A novel framework for human object classification in flooded environments using YOLOv12n and FastGRNN-MBT
摘要
Flood is the most alarming and devastating natural disasters, which poses significant threats to communities around the world. Flood causes significant destruction to critical infrastructure, human lives, and properties. Thus, it is important to detect humans in flood-related disasters. Nowadays, various techniques are employed for human object classification in a flooded environment, but these did not maintain high classification accuracy and often misclassified objects as humans. This paper presents a Fast Gated Recurrent Neural Network-based Mean Binary cross entropy Taylor concept (FastGRNN-MBT) for classifying human objects in flooded environments. The input image is pre-processed initially by utilizing an adaptive median filter, and the image enhancement of pre-processed image is performed by utilizing Retinex algorithm.
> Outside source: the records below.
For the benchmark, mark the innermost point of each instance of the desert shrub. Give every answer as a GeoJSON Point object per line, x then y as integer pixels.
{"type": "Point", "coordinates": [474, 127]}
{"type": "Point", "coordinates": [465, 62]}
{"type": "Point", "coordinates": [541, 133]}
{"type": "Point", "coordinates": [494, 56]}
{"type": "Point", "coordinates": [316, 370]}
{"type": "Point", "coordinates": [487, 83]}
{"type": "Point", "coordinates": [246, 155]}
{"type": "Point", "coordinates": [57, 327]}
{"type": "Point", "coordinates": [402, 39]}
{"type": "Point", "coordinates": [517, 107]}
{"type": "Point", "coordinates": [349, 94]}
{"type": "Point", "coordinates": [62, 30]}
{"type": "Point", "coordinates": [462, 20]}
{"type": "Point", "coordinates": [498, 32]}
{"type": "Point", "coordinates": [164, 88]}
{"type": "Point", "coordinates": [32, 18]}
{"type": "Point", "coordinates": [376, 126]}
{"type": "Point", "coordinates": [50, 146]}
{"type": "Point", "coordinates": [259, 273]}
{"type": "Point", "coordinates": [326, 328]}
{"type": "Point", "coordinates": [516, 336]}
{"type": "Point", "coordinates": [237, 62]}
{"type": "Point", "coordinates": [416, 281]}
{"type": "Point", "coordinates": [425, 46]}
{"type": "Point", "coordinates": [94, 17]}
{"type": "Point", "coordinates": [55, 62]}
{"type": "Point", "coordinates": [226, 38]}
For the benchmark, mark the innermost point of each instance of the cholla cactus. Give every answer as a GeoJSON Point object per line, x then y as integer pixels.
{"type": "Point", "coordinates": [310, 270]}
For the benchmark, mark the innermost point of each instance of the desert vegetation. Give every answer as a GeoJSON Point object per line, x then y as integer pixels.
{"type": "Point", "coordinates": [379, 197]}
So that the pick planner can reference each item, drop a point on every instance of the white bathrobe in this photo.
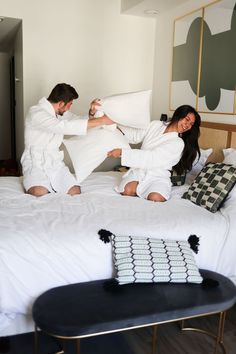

Then, the objects are detected using You Only Look Once version 12 nano (YOLOv12n), where the detection performance is improved by fine-tuning YOLOv12n utilizing CAO algorithm. Following this, the different features are extracted and the human objects are finally classified using FastGRNN-MBT. Further, the experimental investigations are performed to validate the supremacy of FastGRNN-MBT in classifying human objects. The FastGRNN-MBT outperforms existing schemes with recall, precision, accuracy, execution time, inference time and F1-score of 96.979%, 97.763%, 96.226%, 147.236 s, 28.178 s, and 96.988% which indicates that it is better suitable for the classification task as compared to other state of the art classification methods.